Aujourd’hui, la situation s’inverse avec la phase de baisse du taux directeur, mais la répercussion sur les taux débiteurs reste incomplète. Pour le gouverneur de BAM, ce décalage s’explique par plusieurs facteurs, à la fois conjoncturels et structurels.

Trois facteurs avancés par Jouahri

Le patron de la Banque centrale identifie d’abord un retard dans la réaction des banques, qui ne répercutent pas immédiatement les baisses décidées par la BAM. Ce décalage temporel constitue, selon lui, une première explication à la transmission partielle observée.

La deuxième raison tient à une spécificité du marché marocain du crédit. La part des contrats à taux fixe y est très élevée, atteignant 85%. Dans ce cas, la baisse des taux ne peut être appliquée qu’à l’échéance du contrat, moment où une renégociation devient possible.

Le wali souligne que cette structure limite mécaniquement la rapidité de transmission des décisions de politique monétaire, indépendamment de la volonté immédiate des banques.

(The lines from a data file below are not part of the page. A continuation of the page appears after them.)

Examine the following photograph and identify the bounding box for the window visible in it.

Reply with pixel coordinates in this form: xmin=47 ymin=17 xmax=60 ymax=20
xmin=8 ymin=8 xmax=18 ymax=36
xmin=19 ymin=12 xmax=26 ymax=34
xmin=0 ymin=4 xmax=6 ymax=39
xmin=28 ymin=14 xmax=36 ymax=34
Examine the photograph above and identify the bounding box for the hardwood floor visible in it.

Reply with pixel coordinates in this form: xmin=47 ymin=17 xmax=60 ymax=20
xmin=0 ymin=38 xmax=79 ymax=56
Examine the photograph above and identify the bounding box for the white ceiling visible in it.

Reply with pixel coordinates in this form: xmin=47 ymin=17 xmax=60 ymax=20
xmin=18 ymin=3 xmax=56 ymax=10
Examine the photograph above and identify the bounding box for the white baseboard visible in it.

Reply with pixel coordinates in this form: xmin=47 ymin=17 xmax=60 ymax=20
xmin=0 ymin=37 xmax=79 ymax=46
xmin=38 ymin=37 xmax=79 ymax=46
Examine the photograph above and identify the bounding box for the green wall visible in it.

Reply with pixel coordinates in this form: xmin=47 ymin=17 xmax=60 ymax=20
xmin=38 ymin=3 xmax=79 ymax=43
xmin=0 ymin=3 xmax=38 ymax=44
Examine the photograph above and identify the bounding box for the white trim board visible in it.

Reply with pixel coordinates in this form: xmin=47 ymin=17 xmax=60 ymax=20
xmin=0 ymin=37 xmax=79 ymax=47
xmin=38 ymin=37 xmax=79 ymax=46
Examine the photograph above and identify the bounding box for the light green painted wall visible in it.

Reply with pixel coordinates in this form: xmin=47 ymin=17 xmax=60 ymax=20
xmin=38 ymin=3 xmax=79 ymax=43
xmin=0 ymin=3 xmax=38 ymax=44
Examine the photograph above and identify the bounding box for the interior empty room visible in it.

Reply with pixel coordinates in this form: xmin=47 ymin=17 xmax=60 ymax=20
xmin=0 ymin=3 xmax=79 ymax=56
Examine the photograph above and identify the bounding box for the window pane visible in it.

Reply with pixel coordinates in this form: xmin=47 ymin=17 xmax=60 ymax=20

Le troisième facteur évoqué concerne la concentration des crédits au sein du système bancaire. Une vingtaine d’entreprises concentrent une part importante des financements, un phénomène qualifié de structurel par le gouverneur, sur lequel les autorités travaillent actuellement.

Cette problématique de concentration figure d’ailleurs parmi les motivations du lancement de la Charte relative au financement et à l’accompagnement des très petites entreprises (TPE). Signée le 4 décembre 2025 à Rabat par l’ensemble des parties prenantes institutionnelles et professionnelles concernées, cette charte vise à faciliter l’accès des TPE au financement, dans le cadre de la Stratégie nationale d’inclusion financière.

Dans cette perspective, Abdellatif Jouahri a annoncé qu’il abordera la question du retard de transmission des baisses de taux lors de la réunion prévue avec le Groupement professionnel des banques du Maroc (GPBM) le 8 janvier 2026.